Recently I had the occasion to solve another annoying Microsoft issue. Instead of just reading the content of each cell the Microsoft Jet Database Engine first guesses to determine the data type of the Excel column using the registry key variable:
Hkey_Local_Machine/Software/Microsoft/Jet/4.0/Engines/Excel/TypeGuessRows
TypeGuessRows was set to 8 on my machine, which means the meta data related to the first 8 rows of the spread sheet are scanned to guess what the data type should be. In my case the predominent value was null so null was the result returned in the query. Very annoying given that the result should have been the date that was in the 5th row.
One solution is to edit the spread sheet and add an additional bogus date in the column to trick the jet "algorithm", however this was precisely the current serendipitous solution that my client was trying to avoid. Another solution would be to edit the registry (the horror... the horror...) and increase the number of rows considered by TypeGuessRows, but this would not help in this case because dates were not the predominate data in the column. I could just envision explaining a registry edit on a production server to production control.

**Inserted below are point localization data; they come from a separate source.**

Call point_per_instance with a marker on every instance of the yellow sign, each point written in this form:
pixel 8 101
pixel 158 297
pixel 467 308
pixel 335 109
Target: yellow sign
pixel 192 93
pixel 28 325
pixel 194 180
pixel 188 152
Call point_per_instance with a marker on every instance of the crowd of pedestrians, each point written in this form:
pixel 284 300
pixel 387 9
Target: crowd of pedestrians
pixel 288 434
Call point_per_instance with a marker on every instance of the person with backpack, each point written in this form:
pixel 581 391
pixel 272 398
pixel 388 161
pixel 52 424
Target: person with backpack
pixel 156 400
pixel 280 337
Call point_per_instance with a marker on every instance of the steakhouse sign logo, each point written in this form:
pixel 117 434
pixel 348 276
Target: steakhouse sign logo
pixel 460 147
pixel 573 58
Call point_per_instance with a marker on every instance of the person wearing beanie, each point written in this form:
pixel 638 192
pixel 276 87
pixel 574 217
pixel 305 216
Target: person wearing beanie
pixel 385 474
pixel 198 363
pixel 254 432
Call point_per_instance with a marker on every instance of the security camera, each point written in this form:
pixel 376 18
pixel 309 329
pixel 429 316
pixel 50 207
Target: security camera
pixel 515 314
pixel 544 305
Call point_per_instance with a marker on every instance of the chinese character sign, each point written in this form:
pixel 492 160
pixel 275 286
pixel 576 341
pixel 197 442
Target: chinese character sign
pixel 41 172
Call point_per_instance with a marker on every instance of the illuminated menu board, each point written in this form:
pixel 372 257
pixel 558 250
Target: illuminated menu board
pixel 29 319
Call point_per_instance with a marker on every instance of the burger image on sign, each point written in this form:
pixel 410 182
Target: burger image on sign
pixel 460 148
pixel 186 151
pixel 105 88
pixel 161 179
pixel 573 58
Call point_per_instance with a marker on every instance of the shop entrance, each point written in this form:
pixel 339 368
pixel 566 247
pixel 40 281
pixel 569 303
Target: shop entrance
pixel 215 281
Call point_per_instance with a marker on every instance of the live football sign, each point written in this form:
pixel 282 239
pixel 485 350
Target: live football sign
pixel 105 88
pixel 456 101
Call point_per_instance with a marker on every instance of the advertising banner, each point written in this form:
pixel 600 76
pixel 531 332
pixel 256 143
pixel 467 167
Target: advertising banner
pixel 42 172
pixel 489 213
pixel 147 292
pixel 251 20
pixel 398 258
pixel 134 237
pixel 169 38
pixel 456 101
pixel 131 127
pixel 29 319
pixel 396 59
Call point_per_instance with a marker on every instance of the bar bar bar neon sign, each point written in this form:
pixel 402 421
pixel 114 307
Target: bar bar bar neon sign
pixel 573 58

The solution to load mixed-datatype columns in Excel using SSIS was an addition to the OLE DB connection string:
"IMEX=1"
This tells the OLE DB driver to read mixed data type columns as text instead of using Excel meta data. This is the complete edit:
Original OLE DB ConnectionString:
Provider=Microsoft.Jet.OLEDB.4.0;Data Source=C:\do_not_use_spread_sheets_to_load_production_data.xls;Extended Properties="Excel 8.0;HDR=Yes";
New OLE DB ConnectionString:
Provider=Microsoft.Jet.OLEDB.4.0;Data Source=C:\do_not_use_spread_sheets_to_load_production_data.xls;Extended Properties="Excel 8.0;HDR=Yes;IMEX=1";